LAS VEGAS — A termination agreement between the firm and casino mogul Steve Wynn bearing his name proves he won’t receive any reimbursement and can not be involved in any gaming business that is rival that for a couple of decades.
The Las Vegas billionaire resigned as chairman and CEO of Wynn Resorts a week amid sexual misconduct allegations. As part of the agreement, he also agreed to cooperate with any investigation or suits involving his period are likely to keep mounting.
Wynn has repeatedly denied that the misconduct accusations and credited them to a campaign. The allegations surfaced last month, when the Wall Street Journal reported a number of women stated Wynn harassed or attacked them and that one instance resulted in a $7.5 million settlement.
An attorney for Elaine Wynn has denied that she instigated the news report.
Wynn is facing scrutiny by gambling regulators in Nevada and Massachusetts, where the company is building a roughly $2.4 billion casino just outside Boston. Regulators in Macau, the Chinese enclave in which the provider operates two casinos, are asking about the accusations.

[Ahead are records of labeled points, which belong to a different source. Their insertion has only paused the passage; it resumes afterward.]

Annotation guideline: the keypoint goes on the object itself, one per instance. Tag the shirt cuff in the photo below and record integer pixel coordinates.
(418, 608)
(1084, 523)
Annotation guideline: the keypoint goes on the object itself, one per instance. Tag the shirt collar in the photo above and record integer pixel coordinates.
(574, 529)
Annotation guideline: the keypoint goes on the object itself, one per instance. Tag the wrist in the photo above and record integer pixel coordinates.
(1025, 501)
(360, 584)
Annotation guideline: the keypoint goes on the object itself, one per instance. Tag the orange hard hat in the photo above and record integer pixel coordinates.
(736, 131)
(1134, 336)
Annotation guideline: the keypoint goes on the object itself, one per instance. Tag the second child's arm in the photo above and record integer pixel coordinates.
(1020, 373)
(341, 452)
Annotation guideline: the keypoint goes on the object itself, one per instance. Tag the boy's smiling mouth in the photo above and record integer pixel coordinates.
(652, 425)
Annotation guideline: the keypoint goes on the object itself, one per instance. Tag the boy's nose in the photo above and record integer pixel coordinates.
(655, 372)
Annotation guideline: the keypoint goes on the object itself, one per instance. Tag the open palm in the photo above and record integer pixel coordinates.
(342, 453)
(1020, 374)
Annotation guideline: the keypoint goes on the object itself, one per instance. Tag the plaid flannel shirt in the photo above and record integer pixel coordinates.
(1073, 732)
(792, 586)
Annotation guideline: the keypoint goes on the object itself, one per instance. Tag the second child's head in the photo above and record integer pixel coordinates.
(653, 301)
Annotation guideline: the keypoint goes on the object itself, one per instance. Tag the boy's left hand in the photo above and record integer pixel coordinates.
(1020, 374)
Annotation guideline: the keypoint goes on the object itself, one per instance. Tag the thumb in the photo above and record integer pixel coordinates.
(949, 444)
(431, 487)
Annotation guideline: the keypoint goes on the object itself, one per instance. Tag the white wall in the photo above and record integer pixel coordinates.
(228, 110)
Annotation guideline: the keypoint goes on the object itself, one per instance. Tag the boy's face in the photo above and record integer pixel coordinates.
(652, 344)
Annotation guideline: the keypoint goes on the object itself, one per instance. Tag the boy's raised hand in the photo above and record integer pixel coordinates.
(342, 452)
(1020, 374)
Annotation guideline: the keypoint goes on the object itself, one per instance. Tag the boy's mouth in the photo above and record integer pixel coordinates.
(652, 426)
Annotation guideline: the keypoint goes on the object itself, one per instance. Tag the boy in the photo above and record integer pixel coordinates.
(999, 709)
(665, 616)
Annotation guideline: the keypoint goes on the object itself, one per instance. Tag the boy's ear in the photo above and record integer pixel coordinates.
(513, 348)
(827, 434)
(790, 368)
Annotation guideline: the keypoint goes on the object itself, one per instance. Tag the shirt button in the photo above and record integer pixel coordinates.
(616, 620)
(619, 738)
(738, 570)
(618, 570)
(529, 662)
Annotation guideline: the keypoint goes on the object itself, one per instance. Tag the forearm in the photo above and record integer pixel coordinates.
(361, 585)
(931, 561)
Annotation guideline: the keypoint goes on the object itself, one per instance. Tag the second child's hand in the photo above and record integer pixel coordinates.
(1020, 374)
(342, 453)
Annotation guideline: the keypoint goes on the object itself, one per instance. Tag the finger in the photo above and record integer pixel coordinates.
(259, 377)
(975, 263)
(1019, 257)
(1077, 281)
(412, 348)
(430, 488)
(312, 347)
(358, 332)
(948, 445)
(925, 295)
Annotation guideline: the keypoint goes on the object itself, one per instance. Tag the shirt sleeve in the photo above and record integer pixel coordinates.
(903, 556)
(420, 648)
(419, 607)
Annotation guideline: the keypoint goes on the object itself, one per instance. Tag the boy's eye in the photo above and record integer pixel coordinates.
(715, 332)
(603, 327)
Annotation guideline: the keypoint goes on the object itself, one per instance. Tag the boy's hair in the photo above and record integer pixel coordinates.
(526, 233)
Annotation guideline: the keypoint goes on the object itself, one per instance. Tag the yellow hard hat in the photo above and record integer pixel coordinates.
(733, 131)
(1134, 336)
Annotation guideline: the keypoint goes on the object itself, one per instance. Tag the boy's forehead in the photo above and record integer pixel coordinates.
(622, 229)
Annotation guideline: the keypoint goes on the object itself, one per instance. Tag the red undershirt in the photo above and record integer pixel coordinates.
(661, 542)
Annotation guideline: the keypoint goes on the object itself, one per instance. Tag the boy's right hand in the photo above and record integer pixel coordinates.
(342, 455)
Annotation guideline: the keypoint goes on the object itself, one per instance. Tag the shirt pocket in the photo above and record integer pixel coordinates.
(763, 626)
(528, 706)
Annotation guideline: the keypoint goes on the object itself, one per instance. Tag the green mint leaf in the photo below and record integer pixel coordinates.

Additionally, the company faces a suit in Nevada stemming in the sexual misconduct allegations. Norfolk County Retirement System, a Massachusetts-based retirement fund which holds Wynn Resorts shares, accused the company’s board of supervisors of breaching its fiduciary responsibilities by “turning a blind eye and dismissing a sustained pattern of sexual harassment and egregious misconduct by Mr. Wynn.”
Wynn Resorts has created a committee to look into the allegations. On Monday, the group announced it was expanding its range to review the organization’s internal policies and processes to guarantee a “safe and respectful workplace for all workers.”
The termination agreement stipulates that the rental of his personal house at one of his luxury casino-resorts on the Las Vegas Strip of Wynn will end no later than June 1. He might have to continue to pay rent until the end of the lease at fair market value. His health care policy will end Dec. 31 as well as the administrative service he receives will terminate May 31.
Wynn remains the largest shareholder of the company. The agreement filed with the Securities and Exchange Commission Thursday states that in case he “is permitted to elects to” sell any shares he owns, the business has consented to enter into a so-called separation of rights arrangement with Wynn to list the stocks openly.
That agreement would limit him to promoting no more than one third of the stocks. Wynn would need to reimburse the organization for expenses.
Matt Maddox, the company’s president as 2013, was named CEO after Wynn’s resignation.